Please fix this as a matter of urgency. This has made my life hell for the last 9 hours or so as I've tried to keep the page http://en.wikipedia.org/wiki/7_July_2005_London_bombings sane. I've had this bug about 20 or 30 times or so in that space of time, the only sensible solution being to revert to the last un-duplicated revision, sometimes wiping out dozens of edits.
I think I saw this bug just happen with my own edits at http://en.wikipedia.org/wiki/Wikipedia:Templates_for_deletion . I wanted to vote delete for two templates, so I right-clicked on both the edit links for the corresponding sections in quick succession. I'm using Firefox and right-clicking opens the link in a new tab. Then I went to the first tab, added my vote, and saved: http://en.wikipedia.org/w/index.php?title=Wikipedia:Templates_for_deletion&diff=prev&oldid=19299850. Then I went to the second tab, added my vote, and pressed save. This was apparently also saved, see http://en.wikipedia.org/w/index.php?title=Wikipedia:Templates_for_deletion&diff=prev&oldid=19299862, but I did get an edit conflict screen, with the complete page in the top edit box and only the section I was editing in the bottom edit box. I then copied the text in the bottom edit box to the top edit box and saved: http://en.wikipedia.org/w/index.php?title=Wikipedia:Templates_for_deletion&diff=prev&oldid=19300028. I think that, if I hadn't copied the text, but just edited the top edit box, the text in the top edit would have been substituted for the section and the page would effectively be duplicated.
Created attachment 735 [details] Example of doubling bug edit conflict By accidentally double clicking the save button, I believe I have managed to capture an image of an edit conflict page that leads to the doubling bug. This is attached. If you look at the source, you will note that even though this in an edit conflict, it includes: "<input type='hidden' value="9" name="wpSection" />" indicating that section editting is still turned on, consistent with my hypothesis for how an entire copy of a page gets dumped into a single section's spot. Curiously, "my text" is also represented as only the material in the section being editted, rather than a new version of the whole page as is customary for edit conflicts. Hope this helps.
This bug should now be fixed per the analysis in comment 11. That fix was committed and synchronized around 15:20 UTC. Can you confirm that this happened afterwards and that it still happens?

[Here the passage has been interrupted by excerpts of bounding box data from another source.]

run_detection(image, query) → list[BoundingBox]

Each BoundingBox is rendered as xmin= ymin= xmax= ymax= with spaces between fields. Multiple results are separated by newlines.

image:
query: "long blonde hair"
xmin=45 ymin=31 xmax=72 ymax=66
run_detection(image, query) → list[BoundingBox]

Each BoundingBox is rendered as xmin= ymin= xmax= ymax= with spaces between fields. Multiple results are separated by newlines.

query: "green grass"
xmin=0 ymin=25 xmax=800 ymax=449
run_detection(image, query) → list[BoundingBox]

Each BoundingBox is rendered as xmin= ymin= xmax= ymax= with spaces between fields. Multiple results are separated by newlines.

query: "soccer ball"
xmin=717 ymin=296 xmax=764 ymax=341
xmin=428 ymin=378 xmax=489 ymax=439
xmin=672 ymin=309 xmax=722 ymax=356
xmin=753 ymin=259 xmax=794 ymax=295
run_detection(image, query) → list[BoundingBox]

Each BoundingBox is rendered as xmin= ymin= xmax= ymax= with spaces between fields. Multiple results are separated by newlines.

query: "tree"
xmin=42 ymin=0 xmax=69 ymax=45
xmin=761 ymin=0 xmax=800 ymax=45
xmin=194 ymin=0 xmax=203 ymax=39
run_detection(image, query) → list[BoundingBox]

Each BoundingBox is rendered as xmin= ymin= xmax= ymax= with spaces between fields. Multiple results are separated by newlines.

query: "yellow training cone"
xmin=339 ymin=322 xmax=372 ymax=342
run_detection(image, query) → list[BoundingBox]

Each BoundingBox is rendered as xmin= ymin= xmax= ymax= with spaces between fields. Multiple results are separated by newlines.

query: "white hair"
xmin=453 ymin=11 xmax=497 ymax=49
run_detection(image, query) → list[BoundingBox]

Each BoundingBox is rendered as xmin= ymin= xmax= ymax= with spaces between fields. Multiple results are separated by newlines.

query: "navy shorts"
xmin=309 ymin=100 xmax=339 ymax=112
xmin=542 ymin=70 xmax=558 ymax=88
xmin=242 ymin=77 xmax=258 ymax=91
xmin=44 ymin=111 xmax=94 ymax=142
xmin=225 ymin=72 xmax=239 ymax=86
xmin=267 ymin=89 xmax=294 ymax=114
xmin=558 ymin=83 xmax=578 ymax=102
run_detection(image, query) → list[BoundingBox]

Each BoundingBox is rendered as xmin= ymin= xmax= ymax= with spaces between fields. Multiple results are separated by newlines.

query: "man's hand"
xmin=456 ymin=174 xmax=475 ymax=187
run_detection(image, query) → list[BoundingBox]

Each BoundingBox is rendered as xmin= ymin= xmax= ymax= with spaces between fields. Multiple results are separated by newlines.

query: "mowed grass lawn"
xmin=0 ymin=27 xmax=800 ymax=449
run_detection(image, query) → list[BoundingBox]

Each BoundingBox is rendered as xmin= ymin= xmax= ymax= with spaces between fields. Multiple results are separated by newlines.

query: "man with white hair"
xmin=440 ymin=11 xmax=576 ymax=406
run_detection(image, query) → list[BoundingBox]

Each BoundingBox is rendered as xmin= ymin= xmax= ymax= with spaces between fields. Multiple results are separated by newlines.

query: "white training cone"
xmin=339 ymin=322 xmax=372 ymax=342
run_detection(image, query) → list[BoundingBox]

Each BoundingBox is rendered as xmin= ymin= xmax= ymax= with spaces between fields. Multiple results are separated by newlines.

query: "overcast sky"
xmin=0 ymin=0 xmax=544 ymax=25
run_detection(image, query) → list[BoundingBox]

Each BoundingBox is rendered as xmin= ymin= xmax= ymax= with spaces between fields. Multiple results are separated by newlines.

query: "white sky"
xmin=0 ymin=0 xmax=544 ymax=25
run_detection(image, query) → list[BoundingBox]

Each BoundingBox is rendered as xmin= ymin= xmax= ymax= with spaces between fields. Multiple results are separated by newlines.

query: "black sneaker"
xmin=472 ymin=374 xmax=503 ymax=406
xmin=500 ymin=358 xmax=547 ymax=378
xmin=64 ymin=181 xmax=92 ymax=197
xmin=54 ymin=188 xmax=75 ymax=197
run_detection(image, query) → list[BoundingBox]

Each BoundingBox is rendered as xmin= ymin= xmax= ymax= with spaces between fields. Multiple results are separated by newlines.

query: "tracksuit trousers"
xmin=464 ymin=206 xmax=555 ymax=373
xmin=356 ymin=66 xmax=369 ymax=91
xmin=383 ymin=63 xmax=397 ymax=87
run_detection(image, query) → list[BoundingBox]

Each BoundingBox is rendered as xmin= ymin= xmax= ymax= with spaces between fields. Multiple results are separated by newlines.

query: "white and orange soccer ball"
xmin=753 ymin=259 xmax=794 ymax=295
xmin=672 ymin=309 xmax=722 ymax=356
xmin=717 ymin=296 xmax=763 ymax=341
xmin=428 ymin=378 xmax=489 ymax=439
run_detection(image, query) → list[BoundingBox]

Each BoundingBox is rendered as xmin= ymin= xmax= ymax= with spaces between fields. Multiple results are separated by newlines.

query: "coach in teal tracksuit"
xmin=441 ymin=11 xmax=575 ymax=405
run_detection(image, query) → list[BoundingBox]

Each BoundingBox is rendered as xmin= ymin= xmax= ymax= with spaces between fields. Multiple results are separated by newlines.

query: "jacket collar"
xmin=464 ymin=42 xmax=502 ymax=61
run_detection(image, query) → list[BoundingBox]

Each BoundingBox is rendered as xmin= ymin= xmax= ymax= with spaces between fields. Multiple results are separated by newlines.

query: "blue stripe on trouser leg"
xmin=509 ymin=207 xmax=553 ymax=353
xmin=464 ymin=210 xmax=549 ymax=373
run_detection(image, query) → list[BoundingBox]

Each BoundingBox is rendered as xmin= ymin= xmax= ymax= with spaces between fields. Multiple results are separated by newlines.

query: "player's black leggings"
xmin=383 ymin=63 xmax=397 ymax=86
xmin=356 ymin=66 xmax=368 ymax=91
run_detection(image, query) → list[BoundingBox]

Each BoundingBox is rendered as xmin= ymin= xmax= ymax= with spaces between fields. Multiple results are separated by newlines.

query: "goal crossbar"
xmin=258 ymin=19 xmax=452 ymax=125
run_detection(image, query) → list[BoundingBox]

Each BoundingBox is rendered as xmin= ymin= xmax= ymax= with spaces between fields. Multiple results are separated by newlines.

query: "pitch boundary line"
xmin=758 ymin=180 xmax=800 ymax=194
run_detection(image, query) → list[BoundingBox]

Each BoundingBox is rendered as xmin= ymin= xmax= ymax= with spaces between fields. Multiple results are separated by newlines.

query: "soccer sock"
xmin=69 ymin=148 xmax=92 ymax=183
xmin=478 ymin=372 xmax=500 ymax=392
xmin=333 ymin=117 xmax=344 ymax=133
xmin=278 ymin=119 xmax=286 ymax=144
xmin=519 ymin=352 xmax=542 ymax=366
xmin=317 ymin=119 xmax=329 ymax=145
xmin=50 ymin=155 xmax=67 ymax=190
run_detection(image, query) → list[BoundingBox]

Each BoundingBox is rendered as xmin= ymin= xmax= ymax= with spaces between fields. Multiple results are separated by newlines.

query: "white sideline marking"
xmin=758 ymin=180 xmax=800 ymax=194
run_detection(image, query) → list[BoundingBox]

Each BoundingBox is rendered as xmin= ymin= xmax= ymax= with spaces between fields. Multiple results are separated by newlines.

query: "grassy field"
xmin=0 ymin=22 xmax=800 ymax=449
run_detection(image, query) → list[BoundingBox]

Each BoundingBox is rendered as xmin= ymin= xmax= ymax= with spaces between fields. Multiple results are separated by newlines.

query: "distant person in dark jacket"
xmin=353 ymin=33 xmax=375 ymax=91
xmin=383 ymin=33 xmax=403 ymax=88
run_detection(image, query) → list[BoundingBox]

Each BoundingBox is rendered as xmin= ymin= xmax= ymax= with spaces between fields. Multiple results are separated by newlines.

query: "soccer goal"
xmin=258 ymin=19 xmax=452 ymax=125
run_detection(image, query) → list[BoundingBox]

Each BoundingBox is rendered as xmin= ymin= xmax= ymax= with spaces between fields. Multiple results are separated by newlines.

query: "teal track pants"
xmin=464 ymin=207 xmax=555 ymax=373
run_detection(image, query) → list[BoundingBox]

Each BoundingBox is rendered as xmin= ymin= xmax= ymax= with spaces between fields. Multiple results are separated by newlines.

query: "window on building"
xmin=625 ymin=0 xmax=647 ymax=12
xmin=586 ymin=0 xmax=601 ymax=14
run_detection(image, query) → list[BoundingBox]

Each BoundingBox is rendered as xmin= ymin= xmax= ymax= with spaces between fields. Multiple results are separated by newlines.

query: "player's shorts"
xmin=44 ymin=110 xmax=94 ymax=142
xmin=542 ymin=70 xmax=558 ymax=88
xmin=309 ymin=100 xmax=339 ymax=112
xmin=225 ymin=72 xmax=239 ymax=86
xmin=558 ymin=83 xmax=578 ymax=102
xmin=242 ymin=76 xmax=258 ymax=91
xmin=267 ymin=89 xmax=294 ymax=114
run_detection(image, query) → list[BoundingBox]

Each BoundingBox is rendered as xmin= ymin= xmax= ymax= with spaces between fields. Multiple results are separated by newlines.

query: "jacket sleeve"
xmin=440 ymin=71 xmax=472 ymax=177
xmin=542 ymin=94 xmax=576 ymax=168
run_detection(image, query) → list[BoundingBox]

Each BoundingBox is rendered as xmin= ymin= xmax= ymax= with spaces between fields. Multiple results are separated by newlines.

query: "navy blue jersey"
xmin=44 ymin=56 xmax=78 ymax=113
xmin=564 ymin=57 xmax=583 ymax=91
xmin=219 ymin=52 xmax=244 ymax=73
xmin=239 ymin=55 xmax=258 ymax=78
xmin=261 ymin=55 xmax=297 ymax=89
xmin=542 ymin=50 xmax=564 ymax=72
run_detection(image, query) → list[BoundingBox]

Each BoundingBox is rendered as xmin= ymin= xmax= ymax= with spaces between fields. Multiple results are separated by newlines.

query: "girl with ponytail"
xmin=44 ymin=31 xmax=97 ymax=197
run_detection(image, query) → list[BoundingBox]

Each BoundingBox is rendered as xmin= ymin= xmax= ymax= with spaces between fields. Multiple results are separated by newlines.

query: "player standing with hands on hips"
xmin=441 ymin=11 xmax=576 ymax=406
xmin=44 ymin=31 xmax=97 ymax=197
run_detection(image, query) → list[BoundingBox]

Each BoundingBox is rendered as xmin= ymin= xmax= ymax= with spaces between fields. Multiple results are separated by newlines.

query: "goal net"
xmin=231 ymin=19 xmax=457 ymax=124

(In reply to comment #16) > This bug should now be fixed per the analysis in comment 11. > That fix was committed and synchronized around 15:20 UTC. Can > you confirm that this happened afterwards and that it still happens? The file I uploaded showing the edit conflict dates from several days ago. I saved it at that time, but didn't get around to posting it till today. So, hopefully the fix you have now applied will have settled the issue.
Great. :) Marking this tentatively FIXED, for both the duplication and the diff display.